The obvious switch to energy-intensive industries would be made more difficult for the petro-states.
The result could be a social and political destabilization, from which considerable shock waves went around the world, especially in nearby Europe. This applies to the Gulf region, but also to Russia and other states of the former Soviet Union, and to North Africa anyway.
The states that are resolutely promoting climate protection are facing major political challenges, wrote Kirsten Westphal from the Science and Politics Foundation and the London political scientist Andreas Goldthau in a joint contribution.
The “fast decarbonizers” would have to prepare for social “tipping points” in the producing countries. Social unrest could sweep some regimes from the scene.

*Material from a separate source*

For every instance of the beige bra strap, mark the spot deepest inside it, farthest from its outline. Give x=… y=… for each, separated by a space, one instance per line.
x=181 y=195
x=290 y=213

So what? A good thing, one could argue, is that people finally get the chance for a new democratic beginning: where oligarchies have previously been able to suppress the people with petro-billions, freedom and the rule of law would enter. A great perspective. However, the question remains of what these countries should live on after the fossil fuel age. And various examples show that regime changes in petro-states rarely succeed without bloodshed – and that the West has so far not done a good job (see Iraq and Libya).
We need, it seems, not only effective strategies against global warming, but also a plan for the geopolitical side effects of decarbonization. Granted, that is easier written down than done.
The return of the US, which has been tried and tested in global strategy, is all the more welcome in the climate consensus after the bad Trump years. With a Washington dominated by Joe Biden, the “embers of the conflict” (John Kerry) may be easier to contain.